Three Kings Inn

It is a popular misconception that The Three Kings in Hanley Castle was named after the three wise men of biblical fame. In fact the earliest deeds of the property show that three Kings brothers owned this 16th century timber-framed building in the late 17th century. One of them, Richard Kings, sold the property to Anthony Lechmere in 1710 for £4 15s (£520 today). It has been owned by the Lechmere estate ever since.

In the census of 1841 James and Elizabeth Little are identified as beerhouse keepers in the village of Hanley, but by the following census in 1851 Joseph and Sarah Hughes had taken over as innkeepers. Perhaps at that time and certainly by 1855, according to Billing’s Directory, they had renamed the pub the Hare & Hounds. Only when they left, before the 1881 census, did the name revert back to The Three Kings, with Henry and Elizabeth Tomkins as innkeepers. The publicans changed regularly until 1911, when Fred and Ethel Roberts took over, passing the licence on to their son George in 1960, with his widow Sheila taking over in 1990. Today it is in the hands of the third generation of Roberts, George and Sheila’s daughter Sue.

Present day:

A rare unspoilt pub in rural Worcestershire, The Three Kings received the ultimate award of CAMRA National Pub of the Year in 1993 and was runner-up in 1998. In 2003 it was top of a list of six of the best historic pubs selected by Victorian Society chairman Geoff Brandwood.

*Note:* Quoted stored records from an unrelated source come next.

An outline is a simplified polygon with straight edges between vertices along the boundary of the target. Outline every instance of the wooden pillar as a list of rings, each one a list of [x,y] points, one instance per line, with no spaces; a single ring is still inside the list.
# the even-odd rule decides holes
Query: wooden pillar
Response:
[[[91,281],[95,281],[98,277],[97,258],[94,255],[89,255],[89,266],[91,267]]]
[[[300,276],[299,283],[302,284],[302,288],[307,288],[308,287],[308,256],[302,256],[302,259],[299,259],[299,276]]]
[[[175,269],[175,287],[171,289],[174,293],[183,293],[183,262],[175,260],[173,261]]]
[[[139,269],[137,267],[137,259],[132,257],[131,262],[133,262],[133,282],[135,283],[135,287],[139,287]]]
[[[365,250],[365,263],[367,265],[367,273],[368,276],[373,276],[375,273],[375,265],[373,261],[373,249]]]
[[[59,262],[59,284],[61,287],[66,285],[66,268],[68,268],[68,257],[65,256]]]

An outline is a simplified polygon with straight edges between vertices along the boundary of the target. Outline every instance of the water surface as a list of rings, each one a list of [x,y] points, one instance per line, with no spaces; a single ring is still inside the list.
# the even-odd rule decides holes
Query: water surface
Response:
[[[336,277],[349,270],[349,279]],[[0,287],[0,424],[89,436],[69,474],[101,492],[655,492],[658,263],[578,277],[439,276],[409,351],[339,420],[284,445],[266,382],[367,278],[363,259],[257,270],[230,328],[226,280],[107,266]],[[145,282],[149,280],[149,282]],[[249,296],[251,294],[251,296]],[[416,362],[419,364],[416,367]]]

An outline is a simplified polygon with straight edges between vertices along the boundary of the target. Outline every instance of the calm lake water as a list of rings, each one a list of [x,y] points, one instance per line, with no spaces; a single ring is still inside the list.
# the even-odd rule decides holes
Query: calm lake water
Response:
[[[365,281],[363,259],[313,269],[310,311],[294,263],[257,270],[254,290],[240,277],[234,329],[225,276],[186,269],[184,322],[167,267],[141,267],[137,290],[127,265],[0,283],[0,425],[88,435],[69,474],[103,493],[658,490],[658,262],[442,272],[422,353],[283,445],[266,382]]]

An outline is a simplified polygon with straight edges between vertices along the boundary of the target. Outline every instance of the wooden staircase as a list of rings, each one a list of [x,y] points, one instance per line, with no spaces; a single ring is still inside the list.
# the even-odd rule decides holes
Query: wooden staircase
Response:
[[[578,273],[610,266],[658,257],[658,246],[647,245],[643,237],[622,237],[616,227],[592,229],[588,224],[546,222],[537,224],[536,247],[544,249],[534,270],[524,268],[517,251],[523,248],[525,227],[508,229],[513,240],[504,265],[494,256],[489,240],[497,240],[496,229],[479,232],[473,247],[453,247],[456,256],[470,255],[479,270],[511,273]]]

Landlord Sue Roberts normally serves two regular beers, Hobson’s and Butcombe, plus a changing selection of three from as far a field as Orkney (Skullsplitter at 8.5%, a hefty pint) and the Scilly Isles. Since records began in 1992, the pub has served more than 3500 different real ales.

There is a beer festival every November featuring well over 50 real ales, including some really obscure brews. Live music can usually be heard Friday lunchtimes and on Sundays.

A pub reviewer said, “I adore The Three Kings because it’s like stepping into a bygone era. Go there if you want proper beer, good conversation and no mod cons.”